Lithium and Depakote are the first choice medications for preventing new episodes of mania and depression and reducing the risk of suicide. Lamictal (lamotrigine) is a good choice for people who are especially prone to depression. For people who responded well to antipsychotic medications during new-onset mood episodes, those may simply be continued as maintenance medications. The Food and Drug Administration has also approved Risperdal Consta, which is a long-acting, injection version of risperidone that patients receive once every two weeks. Stopping any maintenance medication should be done gradually, as ending one suddenly can instigate relapse.
Psychoeducation is the most important form of psychotherapy for Bipolar Disorder I or II. Every patient with Bipolar Disorder I or II should receive at least some form of it. This type of therapy focuses on teaching people how best to detect the symptoms of an oncoming episode of mania, hypomania, or major depression. This gives people more lead time to schedule an appointment with a doctor or therapist to address the upcoming issues. People who receive this type of therapy as part of their treatment enjoy longer periods of time free from mood episodes.
Three other therapy types are can be useful in treating new major depressive episodes or in preventing relapse: family-focused therapy, Cognitive Behavioral Therapy (CBT), and interpersonal and social rhythm therapy.
Family-focused therapy involves educating family members about Bipolar Disorder and stresses communication and training to manage mood episodes. This therapy combined with medication can reduce future manic, hypomanic, and depressive episodes by a third. Cognitive Behavioral Therapy is useful in treating depressive episodes in patients who have had fewer than 12 mood episodes total and is not useful in preventing mood episodes. In interpersonal and social rhythm therapy, patients learn how important regular daily routines and a reliable sleep schedule are for maintaining a stable mood. Using this treatment during mood episodes extends times of stable mood and improves functioning during those times.
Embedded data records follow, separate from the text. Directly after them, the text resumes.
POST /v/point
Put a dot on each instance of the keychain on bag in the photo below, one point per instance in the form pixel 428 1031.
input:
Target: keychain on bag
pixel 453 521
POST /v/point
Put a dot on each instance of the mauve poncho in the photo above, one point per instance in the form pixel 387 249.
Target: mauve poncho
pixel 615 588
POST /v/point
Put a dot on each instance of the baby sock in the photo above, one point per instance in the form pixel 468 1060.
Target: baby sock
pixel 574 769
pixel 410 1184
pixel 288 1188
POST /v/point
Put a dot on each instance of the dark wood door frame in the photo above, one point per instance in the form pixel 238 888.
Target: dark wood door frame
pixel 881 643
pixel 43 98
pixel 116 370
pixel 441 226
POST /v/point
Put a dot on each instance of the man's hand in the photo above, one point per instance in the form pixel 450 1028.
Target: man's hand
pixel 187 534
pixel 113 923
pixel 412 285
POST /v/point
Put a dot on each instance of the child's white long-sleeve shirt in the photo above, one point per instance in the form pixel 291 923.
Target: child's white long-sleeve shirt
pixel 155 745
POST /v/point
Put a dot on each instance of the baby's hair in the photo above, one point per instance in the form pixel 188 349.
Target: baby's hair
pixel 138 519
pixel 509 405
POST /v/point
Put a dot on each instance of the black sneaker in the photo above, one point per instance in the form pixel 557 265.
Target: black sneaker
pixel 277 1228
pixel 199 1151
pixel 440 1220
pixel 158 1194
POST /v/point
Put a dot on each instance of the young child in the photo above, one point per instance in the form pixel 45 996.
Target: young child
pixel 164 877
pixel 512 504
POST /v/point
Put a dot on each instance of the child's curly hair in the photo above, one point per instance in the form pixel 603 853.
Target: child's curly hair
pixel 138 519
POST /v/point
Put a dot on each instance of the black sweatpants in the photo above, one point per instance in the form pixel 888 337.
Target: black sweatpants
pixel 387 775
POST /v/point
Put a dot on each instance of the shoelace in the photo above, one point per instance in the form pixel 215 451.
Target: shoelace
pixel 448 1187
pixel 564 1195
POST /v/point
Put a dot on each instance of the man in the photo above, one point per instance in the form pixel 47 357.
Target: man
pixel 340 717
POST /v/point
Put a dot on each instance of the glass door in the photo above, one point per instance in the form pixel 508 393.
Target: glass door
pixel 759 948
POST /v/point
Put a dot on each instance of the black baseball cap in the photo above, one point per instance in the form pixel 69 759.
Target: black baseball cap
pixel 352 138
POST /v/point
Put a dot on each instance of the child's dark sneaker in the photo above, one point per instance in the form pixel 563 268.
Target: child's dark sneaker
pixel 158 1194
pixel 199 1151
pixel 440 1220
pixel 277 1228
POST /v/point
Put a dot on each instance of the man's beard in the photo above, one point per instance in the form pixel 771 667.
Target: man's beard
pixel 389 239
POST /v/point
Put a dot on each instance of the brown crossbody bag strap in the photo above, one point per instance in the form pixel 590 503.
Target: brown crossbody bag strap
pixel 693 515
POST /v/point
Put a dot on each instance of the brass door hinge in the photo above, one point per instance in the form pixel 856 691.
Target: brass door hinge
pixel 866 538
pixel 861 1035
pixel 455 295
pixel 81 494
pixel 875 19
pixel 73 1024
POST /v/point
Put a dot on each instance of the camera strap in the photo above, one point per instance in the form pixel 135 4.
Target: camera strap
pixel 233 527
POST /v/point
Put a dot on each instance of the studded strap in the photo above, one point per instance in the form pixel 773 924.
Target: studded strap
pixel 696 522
Managing Bipolar Disorder I and II
Family support skills
Communication between members of the immediate family is one of the most important factors in noticing and managing mood episodes. Any family members who live with the a person with Bipolar Disorder should learn the signs of upcoming mood changes. Reduced need for sleep is a very common early sign of mania and hypomania, while low mood and decreased energy signal upcoming depression. These families should practice approaching these situations as early as possible rather than letting them fester.
People sometimes try to use alcohol and other drugs to bring down the highs of mania or fight the lows of depression. However, these are not effective solutions in any long term sense. Repeated drug use will only make symptoms ultimately worse. Replace drinking and drugs with regular exercise and proper sleep. Mania, hypomania, and depression all affect sleep, and the best response is to commit to spending 8 hours a night in bed. Get into bed during a mania or hypomania even if you don’t feel tired, and try to get out of bed as much as possible during a depressive episode.
A good exercise schedule can help burn off some of the extra energy from manias and hypomanias and can make it easier to get to sleep at night. During a depression, a work-out routine will help get you out of the home and socializing, especially if you engage in a group activity.
Be your own look-out
Once you have been diagnosed with Bipolar I or II and found a medication that works for you, the work to prevent relapse begins. It is helpful to know what warning symptoms are unique to you when episodes of mania, hypomania, and depression are looming on the horizon. Write them down and put the list in a place you will see often. Have a set of resources that you have tested and know work for you when you feel a mood episode coming on. These could be scheduling a therapy appointment, attending a support group, or talking about it with your partner. Have an emergency contact and plan for managing a bad episode so you know what to do when things take a turn for the worse.